NEW YORK – The combination of anti-PD-1 immunotherapy pembrolizumab (Merck's Keytruda) with Imprime PGG, a dectin receptor agonist being developed by Biothera Pharmaceuticals, nearly doubled the median overall survival rate for metastatic triple-negative breast cancer (mTNBC) patients in a Phase II clinical trial of the combination compared to pembrolizumab monotherapy.
According to data presented at the American Association for Cancer Research's Virtual Annual Meeting this week by John Wayne Cancer Institute Executive Director Steven O'Day, mTNBC patients taking the combination regimen had an overall survival of 16.9 months compared to nine months for those taking pembrolizumab alone.
TNBC patients lack expression of HER2, estrogen receptors, and progesterone receptors. This breast cancer subgroup has the poorest prognosis and limited treatment options.
Importantly, the trial found that a subgroup of patients — those who had been estrogen receptor/progesterone receptor-positive but converted to TNBC status — responded significantly well to the combination regimen, though it is unclear what the underlying biological mechanism for this response is, as of yet. "Clearly, [this is] an interesting subgroup within this cohort that deserves further evaluation," O'Day said.
The data comes from IMPRIME 1, a single-arm Phase II clinical trial evaluating Imprime PGG and pembrolizumab in 44 chemo-refractory mTNBC patients. Imprime PGG is a novel beta glucan derived from Saccharomyces, O'Day said. It binds endogenous anti-beta glucan antibodies to form an immune complex.

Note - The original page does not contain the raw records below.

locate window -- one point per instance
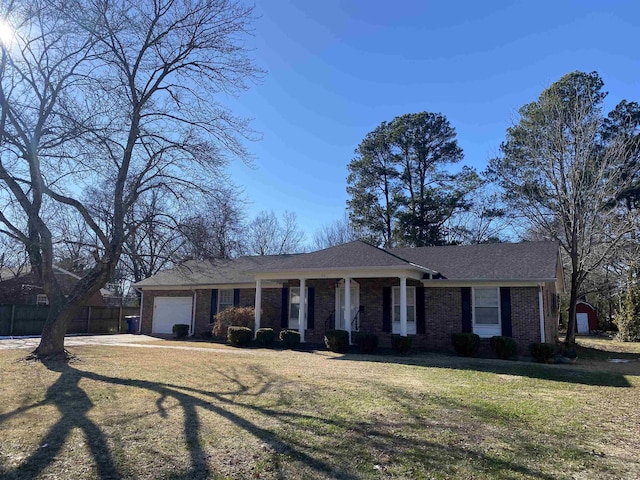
(486, 312)
(411, 310)
(225, 299)
(42, 299)
(294, 306)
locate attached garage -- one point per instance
(167, 311)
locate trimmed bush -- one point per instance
(543, 352)
(400, 344)
(504, 347)
(466, 344)
(239, 336)
(265, 336)
(367, 342)
(290, 338)
(337, 340)
(233, 317)
(180, 330)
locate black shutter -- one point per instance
(505, 311)
(284, 308)
(420, 320)
(467, 327)
(311, 307)
(236, 297)
(214, 303)
(386, 309)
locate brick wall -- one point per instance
(525, 316)
(443, 311)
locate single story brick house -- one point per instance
(430, 292)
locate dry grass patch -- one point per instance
(220, 413)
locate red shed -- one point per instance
(587, 317)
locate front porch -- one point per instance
(381, 305)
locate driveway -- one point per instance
(118, 340)
(124, 339)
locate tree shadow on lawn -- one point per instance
(335, 447)
(558, 373)
(74, 405)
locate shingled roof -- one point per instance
(528, 261)
(356, 254)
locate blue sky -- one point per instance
(337, 69)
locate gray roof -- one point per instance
(209, 272)
(356, 254)
(529, 261)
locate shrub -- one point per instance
(239, 336)
(233, 317)
(290, 338)
(206, 334)
(466, 344)
(400, 344)
(265, 336)
(180, 330)
(504, 347)
(337, 340)
(367, 342)
(543, 352)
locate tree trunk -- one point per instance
(570, 339)
(60, 315)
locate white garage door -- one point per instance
(167, 311)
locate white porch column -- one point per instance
(258, 304)
(403, 306)
(302, 320)
(347, 306)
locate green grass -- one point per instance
(256, 413)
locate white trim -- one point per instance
(540, 306)
(258, 306)
(321, 273)
(302, 310)
(483, 330)
(347, 306)
(481, 283)
(397, 322)
(218, 297)
(339, 298)
(209, 286)
(289, 318)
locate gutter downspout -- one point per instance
(141, 305)
(540, 307)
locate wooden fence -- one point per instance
(17, 320)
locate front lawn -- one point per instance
(149, 413)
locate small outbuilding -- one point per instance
(586, 317)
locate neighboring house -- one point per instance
(492, 289)
(26, 289)
(586, 317)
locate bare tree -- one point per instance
(560, 172)
(216, 228)
(121, 94)
(336, 233)
(485, 221)
(266, 235)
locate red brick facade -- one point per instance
(443, 310)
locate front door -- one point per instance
(583, 322)
(341, 318)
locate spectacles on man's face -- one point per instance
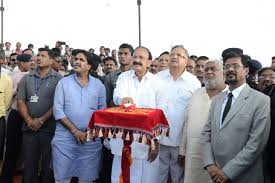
(177, 55)
(234, 66)
(212, 69)
(262, 77)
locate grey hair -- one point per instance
(215, 61)
(182, 47)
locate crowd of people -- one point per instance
(220, 113)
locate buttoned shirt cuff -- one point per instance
(230, 172)
(182, 151)
(59, 116)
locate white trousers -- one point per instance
(141, 170)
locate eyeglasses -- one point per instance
(212, 69)
(266, 77)
(234, 66)
(177, 55)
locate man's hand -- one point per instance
(212, 170)
(29, 122)
(80, 136)
(216, 174)
(181, 161)
(36, 124)
(220, 177)
(153, 154)
(127, 100)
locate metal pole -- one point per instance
(2, 52)
(139, 22)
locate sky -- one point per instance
(204, 27)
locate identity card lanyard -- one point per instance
(35, 97)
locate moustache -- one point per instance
(137, 63)
(77, 65)
(230, 73)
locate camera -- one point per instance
(61, 43)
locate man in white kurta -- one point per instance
(144, 89)
(180, 85)
(196, 117)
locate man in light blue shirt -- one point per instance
(76, 98)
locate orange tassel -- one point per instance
(100, 134)
(120, 178)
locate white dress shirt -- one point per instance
(236, 92)
(146, 93)
(179, 93)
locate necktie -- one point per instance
(227, 106)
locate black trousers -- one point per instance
(13, 146)
(37, 148)
(2, 136)
(107, 162)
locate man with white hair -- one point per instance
(190, 149)
(144, 89)
(180, 85)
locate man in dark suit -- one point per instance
(237, 130)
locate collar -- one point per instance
(146, 76)
(183, 76)
(237, 91)
(75, 77)
(36, 73)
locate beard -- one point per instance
(212, 83)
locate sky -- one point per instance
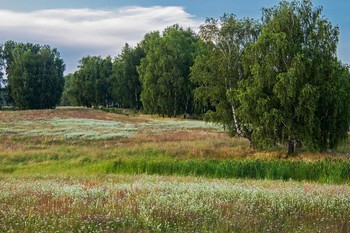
(101, 27)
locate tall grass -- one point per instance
(326, 171)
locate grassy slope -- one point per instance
(85, 141)
(54, 178)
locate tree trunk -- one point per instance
(291, 147)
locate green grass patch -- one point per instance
(325, 171)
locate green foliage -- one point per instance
(217, 69)
(297, 92)
(125, 82)
(331, 171)
(164, 71)
(35, 75)
(90, 84)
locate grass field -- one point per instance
(84, 170)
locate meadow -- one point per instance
(85, 170)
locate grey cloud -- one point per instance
(89, 31)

This immune complex becomes the active drug, binding the dectin-1 receptor and its co-receptors, reprogramming the tumor microenvironment, activating antigen-presenting cells, and increasing tumor-specific T cell activation and infiltration.

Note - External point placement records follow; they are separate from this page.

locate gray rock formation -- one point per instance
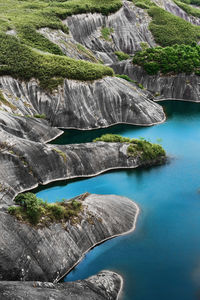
(130, 28)
(177, 87)
(34, 129)
(47, 254)
(103, 286)
(83, 105)
(25, 164)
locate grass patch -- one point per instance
(193, 11)
(137, 148)
(61, 153)
(49, 69)
(121, 55)
(33, 210)
(168, 29)
(6, 102)
(40, 116)
(126, 77)
(106, 32)
(174, 59)
(30, 54)
(194, 2)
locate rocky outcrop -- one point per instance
(177, 87)
(83, 105)
(29, 128)
(103, 286)
(129, 28)
(25, 164)
(48, 253)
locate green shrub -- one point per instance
(30, 54)
(137, 148)
(112, 138)
(48, 68)
(123, 76)
(40, 116)
(141, 5)
(33, 210)
(106, 32)
(168, 29)
(121, 55)
(175, 59)
(188, 9)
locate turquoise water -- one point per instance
(160, 260)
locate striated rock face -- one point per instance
(178, 87)
(37, 130)
(130, 28)
(83, 105)
(25, 164)
(103, 286)
(47, 254)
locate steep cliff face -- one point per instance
(129, 27)
(83, 105)
(103, 286)
(25, 164)
(34, 129)
(46, 254)
(178, 87)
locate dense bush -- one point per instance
(175, 59)
(121, 55)
(33, 210)
(168, 29)
(188, 9)
(22, 58)
(49, 69)
(123, 76)
(137, 148)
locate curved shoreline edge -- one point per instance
(101, 242)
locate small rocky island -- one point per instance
(81, 65)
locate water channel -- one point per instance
(160, 260)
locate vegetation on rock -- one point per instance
(121, 55)
(25, 63)
(168, 29)
(26, 54)
(175, 59)
(106, 32)
(137, 147)
(35, 211)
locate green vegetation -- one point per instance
(61, 153)
(5, 102)
(137, 148)
(121, 55)
(106, 32)
(30, 54)
(168, 29)
(195, 2)
(188, 9)
(87, 53)
(22, 62)
(40, 116)
(33, 210)
(126, 77)
(175, 59)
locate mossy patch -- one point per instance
(168, 60)
(140, 148)
(35, 211)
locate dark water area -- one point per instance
(160, 260)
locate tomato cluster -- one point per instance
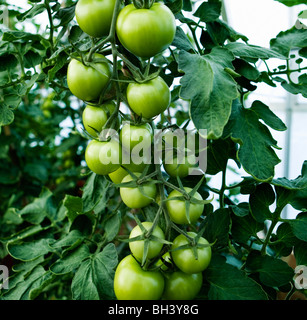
(167, 266)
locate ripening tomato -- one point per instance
(131, 282)
(182, 286)
(95, 16)
(146, 32)
(154, 247)
(139, 196)
(103, 157)
(177, 208)
(185, 259)
(87, 81)
(149, 99)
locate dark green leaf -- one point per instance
(229, 283)
(210, 89)
(94, 278)
(272, 272)
(260, 201)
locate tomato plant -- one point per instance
(137, 196)
(146, 31)
(154, 246)
(86, 80)
(128, 277)
(89, 15)
(184, 211)
(231, 228)
(194, 259)
(182, 286)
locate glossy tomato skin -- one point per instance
(86, 82)
(137, 247)
(133, 197)
(96, 150)
(94, 118)
(182, 286)
(150, 98)
(185, 260)
(177, 208)
(146, 32)
(131, 135)
(95, 16)
(131, 282)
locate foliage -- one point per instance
(63, 228)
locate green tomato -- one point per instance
(138, 197)
(132, 135)
(85, 81)
(185, 259)
(182, 170)
(103, 157)
(94, 118)
(118, 175)
(182, 286)
(131, 282)
(95, 16)
(146, 32)
(177, 208)
(150, 98)
(154, 247)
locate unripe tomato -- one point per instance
(95, 16)
(182, 286)
(140, 196)
(94, 118)
(85, 81)
(177, 208)
(150, 98)
(185, 259)
(103, 157)
(132, 135)
(146, 32)
(131, 282)
(154, 247)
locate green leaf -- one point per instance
(36, 211)
(272, 272)
(290, 39)
(209, 11)
(6, 115)
(181, 41)
(94, 278)
(264, 113)
(255, 153)
(251, 51)
(229, 283)
(27, 251)
(260, 201)
(217, 225)
(71, 260)
(243, 228)
(94, 191)
(210, 89)
(299, 226)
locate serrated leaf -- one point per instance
(287, 40)
(94, 278)
(251, 51)
(255, 153)
(210, 89)
(272, 272)
(260, 201)
(229, 283)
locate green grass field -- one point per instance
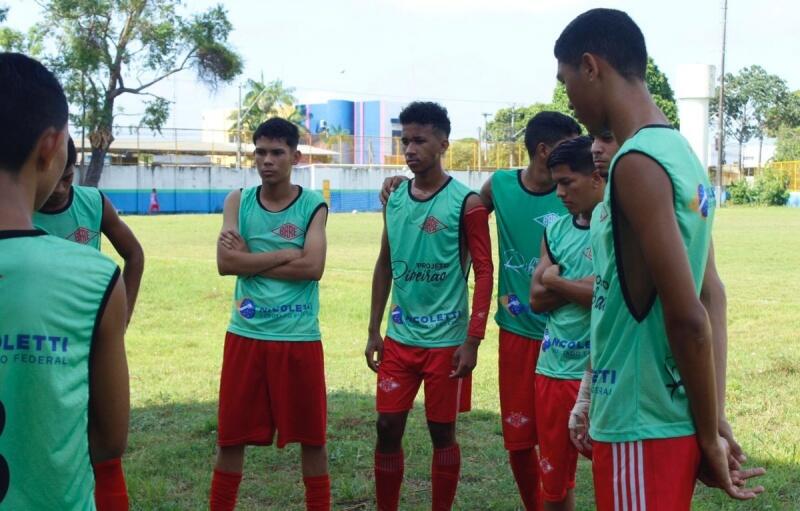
(175, 349)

Approximately 600 patients and healthy volunteers have been treated with the compound in clinical trials to date, where it has been given as monotherapy and in combination with anti-angiogenic antibodies or tumor-targeting antibodies, with or without chemotherapy.

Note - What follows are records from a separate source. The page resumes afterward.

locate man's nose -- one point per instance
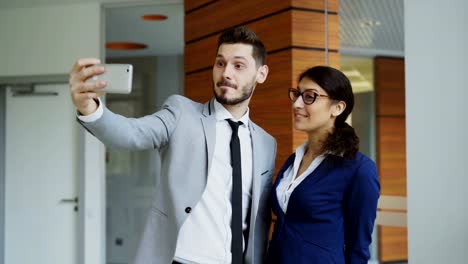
(227, 72)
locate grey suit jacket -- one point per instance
(184, 131)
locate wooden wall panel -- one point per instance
(199, 86)
(200, 54)
(390, 83)
(223, 14)
(270, 105)
(333, 5)
(309, 30)
(391, 149)
(391, 245)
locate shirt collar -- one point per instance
(300, 151)
(222, 113)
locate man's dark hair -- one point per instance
(245, 36)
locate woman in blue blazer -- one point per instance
(325, 195)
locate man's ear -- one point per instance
(338, 108)
(262, 73)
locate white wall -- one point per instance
(170, 77)
(436, 43)
(47, 40)
(2, 170)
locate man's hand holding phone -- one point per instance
(89, 80)
(83, 93)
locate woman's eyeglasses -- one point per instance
(308, 96)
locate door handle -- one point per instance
(73, 200)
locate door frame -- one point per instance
(91, 183)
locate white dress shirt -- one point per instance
(289, 182)
(205, 237)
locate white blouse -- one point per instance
(289, 182)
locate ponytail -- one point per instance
(343, 141)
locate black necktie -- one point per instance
(236, 198)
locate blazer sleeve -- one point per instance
(359, 213)
(151, 131)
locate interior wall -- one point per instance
(48, 39)
(2, 173)
(39, 39)
(436, 42)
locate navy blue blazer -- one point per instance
(330, 215)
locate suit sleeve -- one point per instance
(359, 213)
(151, 131)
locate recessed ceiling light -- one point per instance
(154, 17)
(125, 46)
(370, 23)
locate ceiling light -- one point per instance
(370, 23)
(154, 17)
(125, 45)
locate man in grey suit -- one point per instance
(190, 218)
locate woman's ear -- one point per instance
(338, 108)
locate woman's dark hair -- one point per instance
(343, 141)
(244, 35)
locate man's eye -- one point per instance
(309, 96)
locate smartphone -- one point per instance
(118, 78)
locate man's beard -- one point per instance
(247, 91)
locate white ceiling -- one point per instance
(162, 37)
(372, 27)
(367, 27)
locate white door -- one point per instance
(41, 170)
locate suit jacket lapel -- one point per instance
(257, 166)
(208, 120)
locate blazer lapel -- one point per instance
(209, 127)
(257, 166)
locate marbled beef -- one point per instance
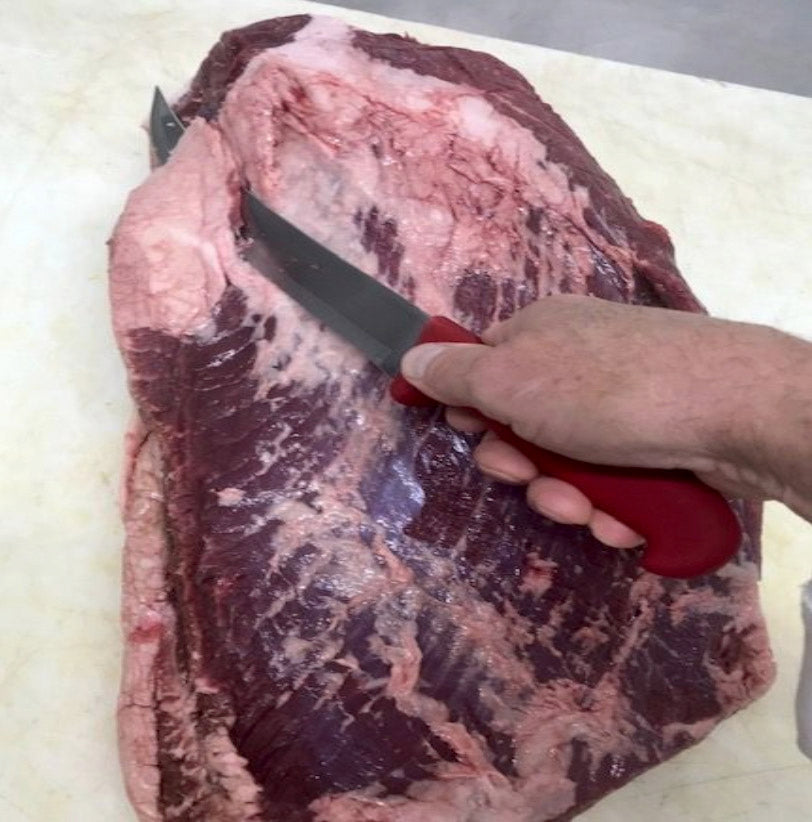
(329, 613)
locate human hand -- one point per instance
(605, 383)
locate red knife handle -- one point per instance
(689, 528)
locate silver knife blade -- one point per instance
(165, 129)
(369, 315)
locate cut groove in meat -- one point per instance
(329, 614)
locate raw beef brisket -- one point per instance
(329, 614)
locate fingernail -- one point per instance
(416, 361)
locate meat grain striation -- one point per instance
(329, 613)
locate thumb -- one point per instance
(444, 370)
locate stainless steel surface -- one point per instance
(372, 317)
(752, 42)
(164, 128)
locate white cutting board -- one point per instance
(726, 168)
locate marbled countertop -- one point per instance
(725, 168)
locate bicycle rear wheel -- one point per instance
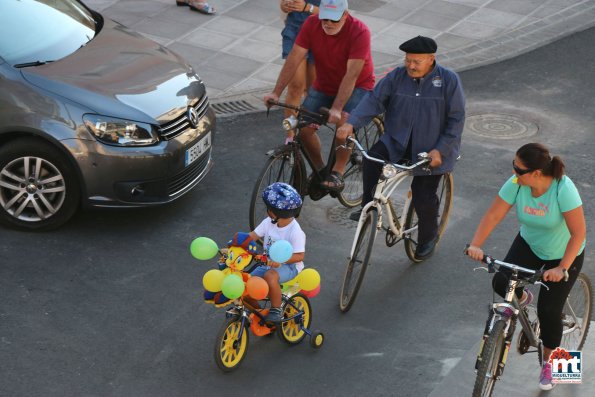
(356, 267)
(351, 195)
(444, 192)
(576, 316)
(230, 349)
(490, 359)
(282, 166)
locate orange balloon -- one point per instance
(257, 288)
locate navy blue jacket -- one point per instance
(430, 111)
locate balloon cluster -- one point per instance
(234, 283)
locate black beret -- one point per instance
(419, 45)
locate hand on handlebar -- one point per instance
(344, 131)
(334, 115)
(475, 253)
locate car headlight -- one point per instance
(120, 132)
(389, 171)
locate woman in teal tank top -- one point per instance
(552, 234)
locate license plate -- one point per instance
(197, 150)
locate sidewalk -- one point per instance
(237, 52)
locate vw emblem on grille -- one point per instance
(192, 117)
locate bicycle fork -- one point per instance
(499, 311)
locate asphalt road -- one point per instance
(110, 305)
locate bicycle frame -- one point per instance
(381, 201)
(301, 123)
(511, 302)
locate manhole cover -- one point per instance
(500, 126)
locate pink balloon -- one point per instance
(312, 293)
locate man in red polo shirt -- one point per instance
(341, 46)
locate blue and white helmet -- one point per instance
(282, 200)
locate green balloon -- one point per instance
(232, 286)
(203, 248)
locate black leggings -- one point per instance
(551, 302)
(423, 188)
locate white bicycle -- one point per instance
(380, 214)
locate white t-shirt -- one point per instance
(293, 233)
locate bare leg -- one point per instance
(295, 91)
(312, 145)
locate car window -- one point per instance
(38, 31)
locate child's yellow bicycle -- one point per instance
(232, 284)
(231, 344)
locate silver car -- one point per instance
(92, 114)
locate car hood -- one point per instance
(122, 74)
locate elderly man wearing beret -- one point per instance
(424, 108)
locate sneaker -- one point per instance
(545, 378)
(274, 315)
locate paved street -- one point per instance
(110, 305)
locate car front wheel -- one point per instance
(38, 189)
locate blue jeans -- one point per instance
(286, 272)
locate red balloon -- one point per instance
(257, 288)
(312, 293)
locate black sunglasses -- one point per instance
(520, 171)
(330, 20)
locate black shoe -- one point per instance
(354, 216)
(426, 250)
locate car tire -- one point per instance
(38, 186)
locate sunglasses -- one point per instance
(331, 21)
(520, 171)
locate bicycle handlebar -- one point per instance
(424, 157)
(534, 276)
(320, 118)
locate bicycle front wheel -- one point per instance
(490, 360)
(230, 348)
(282, 166)
(351, 195)
(356, 267)
(444, 193)
(576, 316)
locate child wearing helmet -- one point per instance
(283, 206)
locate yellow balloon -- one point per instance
(309, 279)
(212, 280)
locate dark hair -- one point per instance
(536, 156)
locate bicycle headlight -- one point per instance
(119, 132)
(290, 123)
(389, 171)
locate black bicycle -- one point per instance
(500, 326)
(287, 163)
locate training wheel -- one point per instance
(317, 339)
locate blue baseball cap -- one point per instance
(332, 9)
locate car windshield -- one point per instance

O'Day noted that Merck's KEYNOTE-086 trial testing pembrolizumab as a monotherapy in 170 mTNBC patients who had failed chemotherapy showed a limited benefit. The overall response rate was 5.3 percent, the six-month disease control rate was 7.6 percent, median progression-free survival was two months, and the median overall survival was nine months.
"Clearly, improvement in these low response and survival rates in triple-negative breast cancer is needed," O'Day said.
By comparison, in IMPRIME 1, for patients receiving the combination of pembrolizumab and Imprime PGG, the median overall response rate was 15.9 percent, the six-month disease control rate was 25 percent, the median progression-free survival was 2.7 months, and the median overall survival was 16.4 months.
Of special interest was the subgroup of 12 patients who were originally hormone receptor-positive and therefore, endocrine therapy responsive, but then converted to TNBC. They had previously been treated with Tam, aromatase inhibitors, or CDK4/6 inhibitors, and all had at least one line of chemotherapy in the metastatic setting. "Interestingly, these 12 patients did remarkably well, with 50 percent having an objective response rate," O'Day said. "Those 50 percent had greater than six-month disease control rate and a median overall survival of 17.1 months."
He noted that the efficacy in this group should be followed with further studies, as it's not clear whether hormone resistance or secondary triple-negative status is responsible for the more pronounced clinical benefit of the combination therapy in these patients.